Unfortunately, this study didn’t include CAP scoring systems such as the CURB-65 or PSI, which are commonly used by practitioners to stratify severity of disease and help guide treatment.
It appears that the IDSA/ATS recommendation of choosing initial IV antibiotics except in those with less severe disease may be substantiated by this study. Specifically, patients who are younger and don’t show signs of sepsis or organ dysfunction may not have worse outcomes if they received initial oral instead of IV antibiotics.
To truly answer this question, however, a randomized, controlled trial is required. Given that mortality from CAP is quite low, a study powered high enough to detect a meaningful difference in mortality may require a substantial number of patients, and it may not be logistically feasible.
Although the IDSA/ATS plans for the release of revised CAP guidelines in summer 2017, practitioners should critically evaluate and use new data as it’s published to guide clinical decision making as appropriate.

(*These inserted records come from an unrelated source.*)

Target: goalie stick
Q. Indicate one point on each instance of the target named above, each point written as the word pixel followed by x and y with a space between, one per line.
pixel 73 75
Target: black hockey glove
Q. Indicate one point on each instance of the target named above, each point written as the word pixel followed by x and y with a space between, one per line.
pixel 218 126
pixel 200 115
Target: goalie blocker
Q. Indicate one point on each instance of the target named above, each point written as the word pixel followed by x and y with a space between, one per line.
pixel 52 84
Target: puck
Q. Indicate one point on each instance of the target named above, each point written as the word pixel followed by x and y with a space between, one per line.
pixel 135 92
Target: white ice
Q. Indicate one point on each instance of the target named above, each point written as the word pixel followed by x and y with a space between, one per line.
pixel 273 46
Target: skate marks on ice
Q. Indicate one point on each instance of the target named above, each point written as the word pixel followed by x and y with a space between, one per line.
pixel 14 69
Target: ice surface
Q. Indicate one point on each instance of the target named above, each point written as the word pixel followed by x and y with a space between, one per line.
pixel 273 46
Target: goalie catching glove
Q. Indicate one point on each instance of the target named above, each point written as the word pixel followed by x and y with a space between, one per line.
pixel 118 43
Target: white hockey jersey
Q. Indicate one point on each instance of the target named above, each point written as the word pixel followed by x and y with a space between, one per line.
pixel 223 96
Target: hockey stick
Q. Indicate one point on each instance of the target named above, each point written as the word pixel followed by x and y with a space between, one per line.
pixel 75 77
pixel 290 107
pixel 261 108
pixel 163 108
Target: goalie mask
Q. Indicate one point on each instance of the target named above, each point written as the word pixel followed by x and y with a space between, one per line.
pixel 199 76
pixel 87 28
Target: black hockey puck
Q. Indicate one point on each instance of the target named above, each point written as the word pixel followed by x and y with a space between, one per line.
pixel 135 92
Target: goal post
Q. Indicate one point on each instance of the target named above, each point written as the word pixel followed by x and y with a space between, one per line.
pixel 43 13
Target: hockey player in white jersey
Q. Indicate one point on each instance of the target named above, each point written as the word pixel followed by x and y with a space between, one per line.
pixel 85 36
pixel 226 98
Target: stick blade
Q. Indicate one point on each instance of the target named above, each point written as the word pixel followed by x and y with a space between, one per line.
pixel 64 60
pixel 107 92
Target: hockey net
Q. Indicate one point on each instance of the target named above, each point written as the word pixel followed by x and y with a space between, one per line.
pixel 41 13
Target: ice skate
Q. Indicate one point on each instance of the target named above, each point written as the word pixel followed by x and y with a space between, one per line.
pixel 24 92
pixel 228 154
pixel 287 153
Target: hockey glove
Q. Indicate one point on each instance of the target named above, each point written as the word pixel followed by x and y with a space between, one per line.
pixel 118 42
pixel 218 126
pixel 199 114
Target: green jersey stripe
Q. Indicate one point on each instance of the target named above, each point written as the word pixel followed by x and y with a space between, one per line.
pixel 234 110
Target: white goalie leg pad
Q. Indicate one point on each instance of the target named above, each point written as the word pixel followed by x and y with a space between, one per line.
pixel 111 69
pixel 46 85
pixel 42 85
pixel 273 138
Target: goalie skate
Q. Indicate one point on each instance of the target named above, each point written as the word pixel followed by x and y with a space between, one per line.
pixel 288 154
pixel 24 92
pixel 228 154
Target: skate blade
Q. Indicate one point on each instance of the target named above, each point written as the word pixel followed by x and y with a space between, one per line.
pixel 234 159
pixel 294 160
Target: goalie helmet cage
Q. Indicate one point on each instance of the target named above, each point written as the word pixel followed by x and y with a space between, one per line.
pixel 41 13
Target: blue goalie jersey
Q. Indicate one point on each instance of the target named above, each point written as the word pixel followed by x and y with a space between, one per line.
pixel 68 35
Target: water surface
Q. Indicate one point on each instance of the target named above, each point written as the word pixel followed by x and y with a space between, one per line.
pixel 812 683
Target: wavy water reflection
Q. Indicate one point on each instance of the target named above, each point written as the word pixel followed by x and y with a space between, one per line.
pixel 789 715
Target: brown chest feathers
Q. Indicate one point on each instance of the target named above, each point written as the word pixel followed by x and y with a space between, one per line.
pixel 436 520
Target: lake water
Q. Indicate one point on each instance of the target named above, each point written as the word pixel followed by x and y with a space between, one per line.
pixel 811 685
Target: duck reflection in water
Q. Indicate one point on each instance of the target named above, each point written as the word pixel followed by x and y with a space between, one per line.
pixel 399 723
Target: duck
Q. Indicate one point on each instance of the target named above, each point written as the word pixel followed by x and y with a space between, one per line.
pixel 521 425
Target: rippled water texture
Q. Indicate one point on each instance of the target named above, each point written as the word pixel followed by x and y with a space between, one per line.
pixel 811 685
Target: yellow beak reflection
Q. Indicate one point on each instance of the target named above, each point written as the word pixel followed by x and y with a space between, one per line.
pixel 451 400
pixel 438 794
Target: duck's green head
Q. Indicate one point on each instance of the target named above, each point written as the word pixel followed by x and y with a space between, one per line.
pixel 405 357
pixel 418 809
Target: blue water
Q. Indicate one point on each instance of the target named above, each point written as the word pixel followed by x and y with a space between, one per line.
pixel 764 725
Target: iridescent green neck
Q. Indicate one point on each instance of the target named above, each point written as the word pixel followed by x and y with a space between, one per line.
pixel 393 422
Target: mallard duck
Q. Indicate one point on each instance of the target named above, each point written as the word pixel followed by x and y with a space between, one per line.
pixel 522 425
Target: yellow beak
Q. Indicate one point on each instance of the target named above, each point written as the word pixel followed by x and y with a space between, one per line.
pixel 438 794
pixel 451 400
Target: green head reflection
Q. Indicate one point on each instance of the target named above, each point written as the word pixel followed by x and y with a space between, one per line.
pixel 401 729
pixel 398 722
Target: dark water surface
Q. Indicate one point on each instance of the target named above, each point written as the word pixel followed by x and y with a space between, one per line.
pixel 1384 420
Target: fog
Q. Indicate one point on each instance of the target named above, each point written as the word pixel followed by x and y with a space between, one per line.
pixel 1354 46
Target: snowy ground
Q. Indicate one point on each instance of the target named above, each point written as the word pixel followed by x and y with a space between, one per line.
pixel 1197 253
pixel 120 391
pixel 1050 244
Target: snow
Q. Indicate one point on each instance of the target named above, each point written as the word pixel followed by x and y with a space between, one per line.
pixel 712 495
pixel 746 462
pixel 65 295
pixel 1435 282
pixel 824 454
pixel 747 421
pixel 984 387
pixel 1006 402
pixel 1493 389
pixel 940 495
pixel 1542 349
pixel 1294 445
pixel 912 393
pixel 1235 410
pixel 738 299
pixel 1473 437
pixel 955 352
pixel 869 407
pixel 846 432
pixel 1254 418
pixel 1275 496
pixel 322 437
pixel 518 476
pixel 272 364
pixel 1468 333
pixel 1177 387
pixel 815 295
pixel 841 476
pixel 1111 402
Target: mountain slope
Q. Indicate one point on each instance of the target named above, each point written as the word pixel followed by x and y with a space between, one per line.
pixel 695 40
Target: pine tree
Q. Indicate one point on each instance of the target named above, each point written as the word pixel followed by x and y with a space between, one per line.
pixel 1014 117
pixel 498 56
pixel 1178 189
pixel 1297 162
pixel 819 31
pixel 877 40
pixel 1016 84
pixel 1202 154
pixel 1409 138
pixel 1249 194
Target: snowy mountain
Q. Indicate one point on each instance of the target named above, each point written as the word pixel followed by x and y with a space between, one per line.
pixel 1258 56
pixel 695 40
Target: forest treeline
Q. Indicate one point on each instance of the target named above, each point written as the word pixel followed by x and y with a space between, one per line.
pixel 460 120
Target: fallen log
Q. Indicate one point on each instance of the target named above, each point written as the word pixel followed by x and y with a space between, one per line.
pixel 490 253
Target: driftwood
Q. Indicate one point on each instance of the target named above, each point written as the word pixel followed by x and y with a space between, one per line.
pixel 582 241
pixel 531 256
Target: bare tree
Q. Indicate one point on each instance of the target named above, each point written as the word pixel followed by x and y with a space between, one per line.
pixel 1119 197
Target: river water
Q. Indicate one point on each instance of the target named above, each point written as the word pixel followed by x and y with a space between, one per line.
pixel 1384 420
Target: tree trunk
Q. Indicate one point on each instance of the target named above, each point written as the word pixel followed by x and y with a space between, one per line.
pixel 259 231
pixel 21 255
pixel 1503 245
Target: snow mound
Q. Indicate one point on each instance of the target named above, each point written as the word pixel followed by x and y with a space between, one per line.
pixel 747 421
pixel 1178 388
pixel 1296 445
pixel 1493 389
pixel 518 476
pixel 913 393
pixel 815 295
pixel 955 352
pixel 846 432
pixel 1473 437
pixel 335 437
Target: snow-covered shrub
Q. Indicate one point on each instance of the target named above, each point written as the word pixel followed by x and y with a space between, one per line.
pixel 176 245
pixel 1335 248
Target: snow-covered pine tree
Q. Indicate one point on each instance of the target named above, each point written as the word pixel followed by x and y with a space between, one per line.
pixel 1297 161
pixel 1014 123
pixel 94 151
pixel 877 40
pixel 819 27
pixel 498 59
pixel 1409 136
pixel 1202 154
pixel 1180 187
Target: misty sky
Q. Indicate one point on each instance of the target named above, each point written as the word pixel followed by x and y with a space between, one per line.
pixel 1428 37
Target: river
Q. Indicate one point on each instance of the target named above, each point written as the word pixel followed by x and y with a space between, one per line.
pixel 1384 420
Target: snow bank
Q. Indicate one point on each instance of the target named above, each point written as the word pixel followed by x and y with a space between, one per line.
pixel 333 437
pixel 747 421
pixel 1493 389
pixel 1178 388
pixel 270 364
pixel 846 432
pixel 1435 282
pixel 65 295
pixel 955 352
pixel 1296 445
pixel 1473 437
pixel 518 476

The views expressed in this article are those of the author and should not be attributed to the Mayo Clinic.
1. Mandela LA, et al. Infectious diseases society of America/American thoracic society consensus guidelines on the management of community-acquired pneumonia in adults. Clin Infect Dis. 2007;44(suppl 2):S27-S72.
2. Woodhead M et al. Guidelines for the management of adult lower respiratory tract infections. Clin Microbiol Infect. 2011;17(suppl 6):E1-E59.
3. Marras TK, et al. Efficacy of exclusively oral antibiotic therapy in patients hospitalized with nonsevere community-acquired pneumonia: a retrospective study and meta-analysis. Am J Med. 2004;116(6):385-393.
4. Amitabh V, et al. Efficacy and safety of oral gemifloxacin for the empirical treatment of pneumonia. Lung India. 2012;29(3):248-253.
5. Mukae H, et al. Efficacy and safety of levofloxacin in patients with bacterial pneumonia evaluated according to the new “Clinical evaluation methods for new antimicrobial agents to treat respiratory tract infections (second version).” J Infect Chemother. 2014;20(7):417-422.